I went to his bedside. Someone had shaved him this morning, but his face was flushed with fever, his hair long and soaked with perspiration. But mercifully I could see both arms under the bedclothes. There had been no amputation.
“I was in India,” I said. “Let me sit with him a bit, and see if I can decipher what he’s saying.”
“Please do!” Sister Randolph said gratefully. “It’s very worrying not to know what’s on his mind. I can tell that something is, and it may be hindering his recovery.” She referred to her chart. “His name is Brandon. We don’t know much else about him. Regiment, that sort of thing. Dr. Gaines admitted him as an emergency patient.”
“What’s his status?”
“If the fever breaks, Dr. Gaines expects he’ll keep his arm. If it doesn’t, well, there will have to be steps taken.” She lifted the sheet, and I could see how swollen and inflamed Simon’s shoulder and arm were. “We’ve kept the wound clean, we’ve fed him to keep up his strength, but it’s a matter of time. I’ve grown rather fond of him, and I would hate to see him back in surgery. But I’m afraid…” She let her voice dwindle, as if not wishing to speak the words. “Such a strong, handsome man. A pity, isn’t it? War and all this pain and suffering.”
“Yes.”
I brought a chair over and sat down. Simon was restless, and he still spoke in staccato sentences. I listened for a while, accustoming my ears to the sound of his voice and words I hadn’t spoken except to my family for some years. But it came back to me surprisingly quickly.
Simon was on patrol. That much I gathered from the names he mentioned. They had been ambushed in the hills above the Khyber Pass, and he was trying to keep his men alive until a rescue column arrived. He’d sent a heliograph message to a watcher some distance away on the Indian side of the border and it was a matter of time before help got to them.

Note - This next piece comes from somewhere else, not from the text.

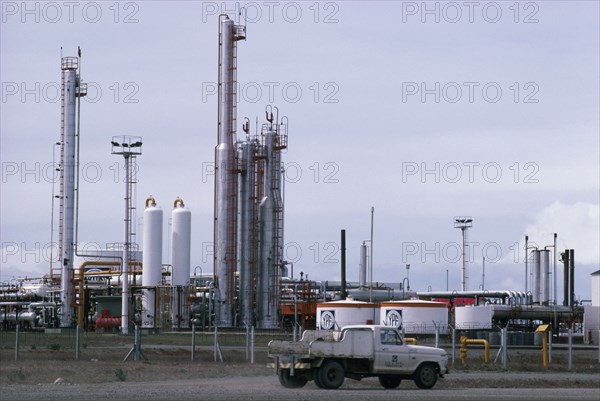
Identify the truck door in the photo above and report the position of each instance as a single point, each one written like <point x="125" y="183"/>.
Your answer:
<point x="391" y="354"/>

I heard Simon say, “Keep your head down, man!” And then he swore. “They’ve got a sniper up there somewhere. I saw the muzzle flash. He’s damned good with that rifle. It must be British, not native, to be that accurate.” And then someone must have said something to him, for he replied, “I told the Colonel Sahib that I suspected one of those damned traveling musicians might be a spy, but we couldn’t prove it.”
The switch to English was so unexpected that at first I couldn’t follow it.
And then he was incoherent once more, encouraging his men, keeping them alive, and finally going out himself to hunt down the unknown rifleman. I remembered that engagement, long past, but when my father and a detachment of lancers went in search of the men who were pinned down, my mother had sat on the veranda all evening, waiting for news.
She had said nothing when the bloody remnants of the column came back, but I heard my father issue the order for the man who played the tambourine to be found and brought to him. I was never told what had happened to the spy. It had been regimental business only, and not for my ears or even my mother’s.
Glancing at my watch after sitting beside Simon for several minutes, I saw that I had to report for duty, and I slipped away, brushing his face with my fingertips as I did, feeling the dry heat of high fever on his skin.
I told Sister Randolph as I left that the patient was reliving old engagements, a result of his fever, I thought, and nothing that would hamper his recovery. She smiled and thanked me again.
“It’s such a relief to hear that. Perhaps since you understand what he’s saying, you could visit him from time to time, in case anything changes.”
I promised I would, grateful to her for giving me a reason to sit with him.
For the next two days I spent as much time with Simon as I could, but there seemed to be no change in his condition, and I found myself waking up in the night with a start, thinking that he had died. But he hadn’t, he held on, as he so often did against impossible odds.